What has Libya got to do with us? Is this another Iraq? David Cameron provides the answers
By Jonathan Isaby
David Cameron has just spoken to the Scottish Conservative conference in Perth and ditched the text he intended delivering in favour of addressing the situation in Libya.
He covered some of the same ground as in the Commons statement earlier, but he addressed several questions that he suspected people at home would be asking. Here are a couple of those passages.
What has Libya got to do with us?
My straightforward answer is: a great deal. Yes, there is a moral case for action – the duty we have to stop a humanitarian crisis from unfolding. But the case for action is also rooted in our hard-headed national interest. It is in our national interest that countries on Europe’s edge are able to evolve towards more open and democratic government. Democracies are more likely to adhere to the international rule of law and be good, friendly neighbours. They are less likely to fight wars of aggression and commit violence against their own people.
So standing by while the legitimate aspirations of the Libyan people for a better future are snuffed out by brute force - that is clearly not in Britain’s interests. And think of the chilling signal it would send to other people across North Africa and the Middle East who are reaching for a better future too. But there are even more hard-headed reasons for the UK to take the action we propose.
If Gaddafi’s attacks on his own people succeed, Libya will become once again a pariah state, festering on Europe’s border, a source of instability, exporting strife beyond her borders. A state from which literally hundreds of thousands of citizens could seek to escape, putting huge pressure on us in Europe.
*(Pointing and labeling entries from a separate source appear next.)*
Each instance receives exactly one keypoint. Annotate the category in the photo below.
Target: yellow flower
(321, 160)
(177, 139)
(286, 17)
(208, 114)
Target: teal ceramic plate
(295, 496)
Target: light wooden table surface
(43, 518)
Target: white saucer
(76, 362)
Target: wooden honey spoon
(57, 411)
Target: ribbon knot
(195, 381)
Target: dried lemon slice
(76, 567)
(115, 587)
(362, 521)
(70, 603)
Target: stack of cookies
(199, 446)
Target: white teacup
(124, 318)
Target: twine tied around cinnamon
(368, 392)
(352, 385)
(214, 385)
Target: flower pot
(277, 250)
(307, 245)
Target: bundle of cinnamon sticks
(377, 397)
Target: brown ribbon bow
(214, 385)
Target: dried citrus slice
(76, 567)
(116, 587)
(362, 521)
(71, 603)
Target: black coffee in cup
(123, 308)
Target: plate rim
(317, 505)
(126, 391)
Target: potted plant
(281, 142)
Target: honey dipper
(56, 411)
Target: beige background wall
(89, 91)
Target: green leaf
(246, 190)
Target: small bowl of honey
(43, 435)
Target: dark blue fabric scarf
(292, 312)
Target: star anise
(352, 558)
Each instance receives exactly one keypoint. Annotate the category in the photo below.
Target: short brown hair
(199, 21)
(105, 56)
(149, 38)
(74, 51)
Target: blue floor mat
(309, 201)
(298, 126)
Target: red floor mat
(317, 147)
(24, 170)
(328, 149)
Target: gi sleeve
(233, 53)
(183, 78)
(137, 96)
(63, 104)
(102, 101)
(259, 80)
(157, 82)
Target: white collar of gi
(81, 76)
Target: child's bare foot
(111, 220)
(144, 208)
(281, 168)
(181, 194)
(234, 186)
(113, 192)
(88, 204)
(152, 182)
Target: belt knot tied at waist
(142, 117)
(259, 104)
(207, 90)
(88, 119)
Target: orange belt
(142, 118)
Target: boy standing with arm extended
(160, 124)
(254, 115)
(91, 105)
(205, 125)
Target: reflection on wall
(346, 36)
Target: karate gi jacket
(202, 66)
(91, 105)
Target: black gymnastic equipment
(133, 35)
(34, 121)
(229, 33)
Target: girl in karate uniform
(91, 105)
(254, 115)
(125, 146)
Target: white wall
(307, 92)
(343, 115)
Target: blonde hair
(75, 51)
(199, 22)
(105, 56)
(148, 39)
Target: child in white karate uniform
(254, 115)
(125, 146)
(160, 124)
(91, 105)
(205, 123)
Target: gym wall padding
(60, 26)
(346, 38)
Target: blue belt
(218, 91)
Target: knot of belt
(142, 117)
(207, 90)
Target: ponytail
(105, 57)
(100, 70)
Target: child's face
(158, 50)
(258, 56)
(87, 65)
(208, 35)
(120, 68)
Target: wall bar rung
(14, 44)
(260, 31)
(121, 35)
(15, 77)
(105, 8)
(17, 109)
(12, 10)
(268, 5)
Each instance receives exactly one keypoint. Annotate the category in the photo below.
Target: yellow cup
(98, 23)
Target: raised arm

We must also remember that Gaddafi is a dictator who has a track record of violence and support for terrorism against our country. The people of Lockerbie, one hundred miles away from here, know what he is capable of.
Is this going to be another Iraq?
The answer is very clearly no. The UN resolution – which we, with the Lebanese, the US and French helped draft – makes it quite clear there will be no foreign occupation of Libya. The people of Libya don’t want that, and neither do the UK and its allies. It is not going to happen. And it is not just that this time, the action has the full and unambiguous legal authority of the United Nations; nor is it just that this time it is backed by Arab countries, and by a broad international coalition.
There are millions in the Arab world who want to know that the UN, the US, the UK, the international community care about their hardship, their suffering and their oppression. There is – if you like - an Arab world, not just Arab leaders, asking us to act with them to stop the slaughter. We should answer that call.